Ken Lay deserves outrage for his corrupt tenure at Enron, but it's fair to say there is more outrage on the left, as liberals tried desperately to connect Enron to Bush in the 2002 election cycle. In the Washington Post today, in a piece titled "Ken Lay's Last Evasion," Style section essayist Henry Allen channeled the rage that Lay cheated the world by dying with an overwrought revenge fantasy:
But now that he's died of a heart attack in the luxury of his Colorado getaway while awaiting sentencing for his crimes, none of his victims will be able to contemplate that he's locked away in a place that makes the Baltimore Harbor Tunnel look like Hawaii; that he might be spending long nights locked in a cell with a panting tattooed monster named Sumo, a man of strange and constant demands; and long days in the prison laundry or jute mill or license plate factory, gibbering with anguish as fire-eyed psychopaths stare at him for unblinking hours while they sharpen spoons into jailhouse stilettos.

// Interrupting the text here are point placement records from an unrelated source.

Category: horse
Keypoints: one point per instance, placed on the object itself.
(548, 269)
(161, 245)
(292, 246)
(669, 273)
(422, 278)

He will not be ground into gray jailhouse paste by listening to the eardrum-scarring symphony of 131-decibel despair that is the Muzak of penitentiaries, by gagging on the dead prison air, by choking on the deader food, by watching the blue sky taunt him with freedom over the exercise yard, and by feeling his nervous system rent by the cruel grenades of memories -- explosions of nostalgia for the days when he knew he'd be swanning forever through the comfy laps and cool lawns of luxury and infinite possibility. Sweet Gulfstreams through sweet skies, the pools, the jewels, the Maybach limousines, a life in which he didn't just pimp his ride, he pimped the entire world as he knew it.
Allen acknowledged the "strange and vicious outrage" was not admirable:
...so many people may well have responded to the news of Lay's untimely death by feeling cheated, by saying that death wasn't good enough for him, by sensing a frustrated craving for revenge burning in their backbrains like a fire in a tire dump.
Is it possible that a micron below the surface of our liberal and enlightened beliefs lurks savagery? Was the French Enlightenment wrong about our essential goodness, and were the medieval churchmen right about our innate depravity?
We should consider these things in days to come, so that Ken Lay may not have died in vain.
Yes, the churchmen are right. It's clear that the worst temptation of evil doings is the way they tease out the evil inside us. Funny how liberal essayists sometimes fail to ponder whether there's punishment after death. Allen concluded with less charity, confessing that "depraved as we may be," he wanted Lay's super-size crimes to be avenged with some super-size earthly torture before death.